During observation in the PACU area on 04/21/2010 at approximately 1030, the refrigerator contained three boxes of Xopenex inhalation medication used for nebulizer treatments. Instructions for storage on the package label read "should be stored between 68 and 77 degrees F". This was confirmed at 1035 by the Director of Surgical Services. Interview with Pharmacist #1 on 04/22/2010 at 1240, she stated that the medication should not be stored in the refrigerator.
During observation of the Respiratory Department on 04/22/2010 at 1000 with the Director of Respiratory Services, there were 5 containers of Xopenex medication used for Nebulizer treatments that were outdated. Four containers were outdated 6/09 and one container was outdated 5/04. This was confirmed at the time of observation by the department director.
Tag No.: A0700
The facility failed to provide and maintain a safe environment for patients and staff.
This is evidenced by the Life Safety Code deficiencies identified. See A-710.
Tag No.: A0710
Based upon on-site observation and document review by Life Safety Code (LSC) surveyors on April 19-21, 2010, the facility does not comply with the applicable provisions of the 2000 Edition of the Life Safety Code.
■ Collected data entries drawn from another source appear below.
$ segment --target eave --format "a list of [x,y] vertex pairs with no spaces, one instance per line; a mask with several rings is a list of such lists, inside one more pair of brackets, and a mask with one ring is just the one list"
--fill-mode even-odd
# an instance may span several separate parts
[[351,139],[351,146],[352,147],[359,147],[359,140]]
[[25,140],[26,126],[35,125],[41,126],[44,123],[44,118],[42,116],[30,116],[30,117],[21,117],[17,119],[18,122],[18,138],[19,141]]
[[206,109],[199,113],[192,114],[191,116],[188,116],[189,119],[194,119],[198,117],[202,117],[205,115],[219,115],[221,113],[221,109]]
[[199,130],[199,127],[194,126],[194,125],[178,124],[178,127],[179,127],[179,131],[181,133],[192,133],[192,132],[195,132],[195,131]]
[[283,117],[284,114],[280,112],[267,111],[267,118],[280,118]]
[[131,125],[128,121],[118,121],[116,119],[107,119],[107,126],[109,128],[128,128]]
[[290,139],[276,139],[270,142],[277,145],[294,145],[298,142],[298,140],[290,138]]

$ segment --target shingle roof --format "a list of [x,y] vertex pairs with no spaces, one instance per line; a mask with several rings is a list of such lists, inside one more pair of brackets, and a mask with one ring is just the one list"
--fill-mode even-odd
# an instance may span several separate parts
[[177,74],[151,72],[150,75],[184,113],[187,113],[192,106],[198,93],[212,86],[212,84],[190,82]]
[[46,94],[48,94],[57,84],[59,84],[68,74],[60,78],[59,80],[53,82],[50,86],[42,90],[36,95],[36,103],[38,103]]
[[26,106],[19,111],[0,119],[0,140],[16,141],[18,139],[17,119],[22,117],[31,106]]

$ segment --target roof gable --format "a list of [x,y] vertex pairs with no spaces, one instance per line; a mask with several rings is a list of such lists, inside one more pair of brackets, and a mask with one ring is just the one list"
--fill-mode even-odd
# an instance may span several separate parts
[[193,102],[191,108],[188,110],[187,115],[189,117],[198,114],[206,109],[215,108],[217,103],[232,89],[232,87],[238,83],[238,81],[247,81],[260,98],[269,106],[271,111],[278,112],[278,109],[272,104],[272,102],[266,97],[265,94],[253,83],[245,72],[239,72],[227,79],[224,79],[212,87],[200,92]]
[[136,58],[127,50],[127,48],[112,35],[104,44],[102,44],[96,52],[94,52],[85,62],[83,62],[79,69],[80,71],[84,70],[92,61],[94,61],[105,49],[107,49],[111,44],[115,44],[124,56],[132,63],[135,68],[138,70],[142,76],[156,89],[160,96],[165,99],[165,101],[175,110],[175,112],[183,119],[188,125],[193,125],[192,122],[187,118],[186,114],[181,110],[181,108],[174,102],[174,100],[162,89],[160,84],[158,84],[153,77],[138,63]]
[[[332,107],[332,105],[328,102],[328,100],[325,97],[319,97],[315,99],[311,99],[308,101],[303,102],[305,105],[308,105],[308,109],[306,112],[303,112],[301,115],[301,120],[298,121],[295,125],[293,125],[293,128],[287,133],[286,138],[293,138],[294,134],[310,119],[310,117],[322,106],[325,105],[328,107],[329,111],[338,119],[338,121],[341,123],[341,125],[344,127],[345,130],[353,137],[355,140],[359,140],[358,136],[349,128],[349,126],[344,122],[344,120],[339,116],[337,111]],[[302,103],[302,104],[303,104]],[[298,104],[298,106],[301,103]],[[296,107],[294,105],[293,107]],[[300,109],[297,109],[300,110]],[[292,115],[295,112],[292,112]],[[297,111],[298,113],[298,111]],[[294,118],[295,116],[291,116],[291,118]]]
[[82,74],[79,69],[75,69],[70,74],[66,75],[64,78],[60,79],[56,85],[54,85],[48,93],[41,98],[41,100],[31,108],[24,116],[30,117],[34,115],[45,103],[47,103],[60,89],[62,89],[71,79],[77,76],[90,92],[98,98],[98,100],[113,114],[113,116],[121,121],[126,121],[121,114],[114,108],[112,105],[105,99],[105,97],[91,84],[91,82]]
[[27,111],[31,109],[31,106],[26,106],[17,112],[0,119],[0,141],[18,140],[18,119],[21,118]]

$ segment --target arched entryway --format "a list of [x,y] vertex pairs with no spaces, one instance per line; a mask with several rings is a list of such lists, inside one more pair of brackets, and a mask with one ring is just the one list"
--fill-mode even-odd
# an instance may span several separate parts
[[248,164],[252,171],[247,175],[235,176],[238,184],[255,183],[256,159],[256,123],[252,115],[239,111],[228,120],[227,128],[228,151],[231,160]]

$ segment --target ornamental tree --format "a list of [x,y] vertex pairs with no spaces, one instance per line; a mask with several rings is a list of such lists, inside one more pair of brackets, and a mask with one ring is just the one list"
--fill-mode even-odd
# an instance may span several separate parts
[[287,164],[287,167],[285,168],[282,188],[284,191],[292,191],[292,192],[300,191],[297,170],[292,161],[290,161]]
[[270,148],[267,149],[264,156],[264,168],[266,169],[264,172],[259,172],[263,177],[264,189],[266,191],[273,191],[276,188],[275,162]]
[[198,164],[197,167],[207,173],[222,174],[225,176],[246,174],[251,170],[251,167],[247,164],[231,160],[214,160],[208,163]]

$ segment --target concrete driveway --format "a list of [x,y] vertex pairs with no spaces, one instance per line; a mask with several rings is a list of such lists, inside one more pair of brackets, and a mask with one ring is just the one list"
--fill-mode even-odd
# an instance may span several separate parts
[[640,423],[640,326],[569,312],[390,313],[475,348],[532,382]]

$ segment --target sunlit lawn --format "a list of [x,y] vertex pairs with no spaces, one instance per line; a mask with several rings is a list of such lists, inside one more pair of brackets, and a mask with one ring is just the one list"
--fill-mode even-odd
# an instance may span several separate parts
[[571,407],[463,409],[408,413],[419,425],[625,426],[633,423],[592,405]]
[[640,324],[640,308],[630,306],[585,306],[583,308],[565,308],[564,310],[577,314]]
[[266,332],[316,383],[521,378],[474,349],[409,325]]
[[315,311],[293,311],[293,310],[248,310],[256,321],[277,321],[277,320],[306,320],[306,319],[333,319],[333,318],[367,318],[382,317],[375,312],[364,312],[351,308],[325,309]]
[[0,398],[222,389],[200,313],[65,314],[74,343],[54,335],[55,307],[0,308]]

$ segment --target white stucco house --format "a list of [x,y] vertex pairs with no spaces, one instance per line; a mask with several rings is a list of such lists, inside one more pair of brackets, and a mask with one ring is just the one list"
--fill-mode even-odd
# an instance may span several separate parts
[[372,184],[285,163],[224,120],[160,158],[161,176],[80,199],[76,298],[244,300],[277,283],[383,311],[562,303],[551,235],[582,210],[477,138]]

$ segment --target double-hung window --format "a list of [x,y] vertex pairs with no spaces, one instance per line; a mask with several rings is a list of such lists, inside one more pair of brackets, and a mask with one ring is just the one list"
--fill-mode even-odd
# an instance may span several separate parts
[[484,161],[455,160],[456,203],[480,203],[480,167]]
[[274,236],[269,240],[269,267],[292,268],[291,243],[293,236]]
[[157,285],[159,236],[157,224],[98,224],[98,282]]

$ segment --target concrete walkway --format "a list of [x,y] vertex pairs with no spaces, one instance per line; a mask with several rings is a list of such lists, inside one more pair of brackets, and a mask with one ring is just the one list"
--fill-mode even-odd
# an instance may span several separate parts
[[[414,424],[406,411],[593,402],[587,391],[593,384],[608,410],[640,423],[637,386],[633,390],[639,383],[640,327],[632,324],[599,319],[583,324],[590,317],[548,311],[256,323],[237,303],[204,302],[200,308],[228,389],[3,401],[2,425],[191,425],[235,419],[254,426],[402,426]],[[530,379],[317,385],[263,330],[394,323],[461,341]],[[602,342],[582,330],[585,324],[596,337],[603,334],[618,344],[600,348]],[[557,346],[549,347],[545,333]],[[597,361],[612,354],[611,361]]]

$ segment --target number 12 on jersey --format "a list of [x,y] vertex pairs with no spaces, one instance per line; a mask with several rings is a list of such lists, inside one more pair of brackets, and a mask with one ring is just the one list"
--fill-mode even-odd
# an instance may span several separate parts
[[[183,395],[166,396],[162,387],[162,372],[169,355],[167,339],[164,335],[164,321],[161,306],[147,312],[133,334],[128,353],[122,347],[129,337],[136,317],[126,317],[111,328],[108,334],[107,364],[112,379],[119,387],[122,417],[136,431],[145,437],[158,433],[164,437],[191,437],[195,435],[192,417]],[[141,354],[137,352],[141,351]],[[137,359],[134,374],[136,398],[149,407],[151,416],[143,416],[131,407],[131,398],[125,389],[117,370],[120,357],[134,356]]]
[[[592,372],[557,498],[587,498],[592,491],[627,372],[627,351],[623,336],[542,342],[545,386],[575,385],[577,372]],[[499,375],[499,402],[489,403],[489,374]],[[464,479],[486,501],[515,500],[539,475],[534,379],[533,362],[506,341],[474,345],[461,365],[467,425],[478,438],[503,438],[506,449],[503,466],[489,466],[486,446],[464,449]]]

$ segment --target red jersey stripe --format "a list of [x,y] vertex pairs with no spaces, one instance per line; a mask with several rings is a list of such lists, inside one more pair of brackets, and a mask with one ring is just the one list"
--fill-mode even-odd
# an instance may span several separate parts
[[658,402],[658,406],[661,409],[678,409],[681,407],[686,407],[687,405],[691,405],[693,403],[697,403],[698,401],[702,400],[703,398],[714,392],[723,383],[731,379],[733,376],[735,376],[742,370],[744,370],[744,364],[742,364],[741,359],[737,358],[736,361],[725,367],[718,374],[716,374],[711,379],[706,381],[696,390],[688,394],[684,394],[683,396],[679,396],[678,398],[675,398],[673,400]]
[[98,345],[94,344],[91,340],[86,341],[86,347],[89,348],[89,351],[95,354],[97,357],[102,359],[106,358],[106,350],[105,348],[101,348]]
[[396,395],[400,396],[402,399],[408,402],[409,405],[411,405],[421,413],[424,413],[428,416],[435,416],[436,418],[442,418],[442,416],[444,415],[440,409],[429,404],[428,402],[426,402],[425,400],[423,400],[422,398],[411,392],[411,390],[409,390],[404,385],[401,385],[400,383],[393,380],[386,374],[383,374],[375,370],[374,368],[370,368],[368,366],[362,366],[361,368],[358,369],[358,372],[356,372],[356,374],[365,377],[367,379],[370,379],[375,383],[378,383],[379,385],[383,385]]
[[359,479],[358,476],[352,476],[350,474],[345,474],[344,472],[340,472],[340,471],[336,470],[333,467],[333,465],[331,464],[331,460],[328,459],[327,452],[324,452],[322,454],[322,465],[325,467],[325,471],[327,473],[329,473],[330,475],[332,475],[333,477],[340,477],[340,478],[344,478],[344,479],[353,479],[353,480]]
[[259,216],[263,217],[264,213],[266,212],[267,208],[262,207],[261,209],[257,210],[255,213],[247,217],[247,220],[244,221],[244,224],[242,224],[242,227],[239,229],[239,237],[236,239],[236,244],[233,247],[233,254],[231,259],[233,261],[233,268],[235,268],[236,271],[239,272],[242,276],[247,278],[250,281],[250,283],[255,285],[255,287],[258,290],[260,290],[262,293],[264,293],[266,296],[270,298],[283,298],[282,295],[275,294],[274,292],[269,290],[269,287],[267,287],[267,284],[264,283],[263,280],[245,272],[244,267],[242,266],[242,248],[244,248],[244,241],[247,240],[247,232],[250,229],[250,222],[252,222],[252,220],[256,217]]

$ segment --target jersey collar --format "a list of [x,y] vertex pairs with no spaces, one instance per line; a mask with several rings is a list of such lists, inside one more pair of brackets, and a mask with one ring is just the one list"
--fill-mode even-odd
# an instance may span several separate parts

See the K-tags on the CMS-2567 dated April 21, 2010, for Life Safety Code.
Tag No.: A0724
Based on observation, equipment failed to be maintained to ensure an acceptable level of safety. Findings include:
During the observation tour of the surgery department on 4/21/10 at approximately 11:00am, it was noted a large sharps container sitting on a cart in the middle of the surgery satellite pharmacy with its one way safety lid opened and access to the contaminated sharps container unimpeded should someone accidentally put their hand in it.
27408
During the observation tour of 3 North / Oncology department on 4/19/10 at approximately 1200, it was noted that there was an unsecured cupboard that contained disposable surgical scalpels, and a box of each #11 & #15 surgical blades.
The Oncology manager and the Chief Nursing Officer confirmed these findings
Tag No.: A0725
Based on observations elements of the facility essential for safety were not provided:
1. The two rooms within histology located on 2 East lack proper access to handwashing facilities as required to ensure a safe work environment as observed on the morning of April 21st. The doors to these rooms are to remain closed to allow proper function of the ventilation systems to minimize staff exposures to infectious agents and the various hazardous chemicals being used,. With the doors closed, proper access to handwashing cannot be provided with the facilities as found.
2. The required brushes, personal protective equipment, fill lines, calibrated flasks, and manufacturers ' manuals were not found in the 1 West ambulatory surgical suite on the afternoon of April 20th or the 3 East main surgical suite on the morning of April 21st where surgical instruments are cleaned prior to flash sterilization as needed to ensure safe and proper reprocessing.
3. None of the exit doors from any of the inpatient, surgical recovery, and emergency air borne isolation rooms were found on the mornings of April 20th and 21st to be equipped with the required closers to ensure containment of infectious agents to protect staff and the public.
4. The vacuum style backflow device serving the autopsy table was found on the afternoon of April 21st to not be mounted at the minimum required 7 feet above the floor as needed to protect the potable water supply within the hospital.